Cigarette smoke has been associated with susceptibility to different pulmonary and airway diseases. Impaired alveolar macrophages (AMs) that are major phagocytes in the lung have been associated with patients with airway diseases and active smokers. In the current report, we show that exposure to second-hand cigarette smoke (SHS) significantly reduced efferocytosis in vivo. More importantly, delivery of recombinant granulocyte-macrophage colony-stimulating factor (GM-CSF) to the alveolar space restored and refurbished the efferocytosis capability of AMs. Exposure to SHS significantly reduced expression of CD16/32 on AMs, and treatment with GM-CSF not only restored but also significantly increased the expression of CD16/32 on AMs. GM-CSF treatment increased uptake and digestion/removal of apoptotic cells by AMs.
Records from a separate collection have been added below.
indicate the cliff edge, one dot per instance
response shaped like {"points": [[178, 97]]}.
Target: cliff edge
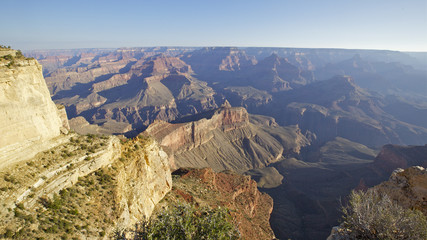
{"points": [[28, 116]]}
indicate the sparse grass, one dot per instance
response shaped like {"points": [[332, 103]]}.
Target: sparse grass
{"points": [[66, 213], [373, 215], [186, 222]]}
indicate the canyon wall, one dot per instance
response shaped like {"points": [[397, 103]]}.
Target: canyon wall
{"points": [[28, 116]]}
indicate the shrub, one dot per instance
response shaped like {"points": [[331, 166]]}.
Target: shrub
{"points": [[186, 222], [373, 215]]}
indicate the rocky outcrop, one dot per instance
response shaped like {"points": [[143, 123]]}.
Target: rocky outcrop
{"points": [[186, 136], [142, 182], [27, 114], [249, 207], [225, 139], [395, 156]]}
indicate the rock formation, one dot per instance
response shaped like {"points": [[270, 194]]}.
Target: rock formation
{"points": [[249, 207], [28, 116], [225, 139], [43, 171]]}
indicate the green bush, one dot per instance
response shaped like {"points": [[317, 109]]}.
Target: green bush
{"points": [[186, 222], [373, 215]]}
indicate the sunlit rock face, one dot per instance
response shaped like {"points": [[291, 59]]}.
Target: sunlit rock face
{"points": [[28, 116]]}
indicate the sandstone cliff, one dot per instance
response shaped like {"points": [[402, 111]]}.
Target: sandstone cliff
{"points": [[28, 116], [249, 207], [69, 185], [86, 188], [225, 139]]}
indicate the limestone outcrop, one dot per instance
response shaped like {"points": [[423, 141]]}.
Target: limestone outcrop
{"points": [[142, 182], [28, 116]]}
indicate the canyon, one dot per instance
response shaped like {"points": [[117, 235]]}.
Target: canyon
{"points": [[308, 125]]}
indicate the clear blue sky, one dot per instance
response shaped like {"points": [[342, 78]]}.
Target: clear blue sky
{"points": [[363, 24]]}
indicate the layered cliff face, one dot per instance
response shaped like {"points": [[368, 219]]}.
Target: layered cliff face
{"points": [[69, 185], [142, 181], [124, 91], [86, 188], [225, 139], [203, 187], [28, 116]]}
The latter was attributed to increased expression of Rab5 and Rab7. Increased efferocytosis of AMs was also tested in a disease condition. AMs from GM-CSF-treated, influenza-infected, SHS-exposed mice showed significantly better efferocytosis activity, and mice had significantly less morbidity compared with phosphate-buffered saline-treated group. GM-CSF-treated mice had increased amphiregulin levels in the lungs, which in addition to efferocytosis of AMs may have attributed to their protection against influenza. These results will have great implications for developing therapeutic approaches by harnessing mucosal innate immunity to treat lung and airway diseases and protect against pneumonia.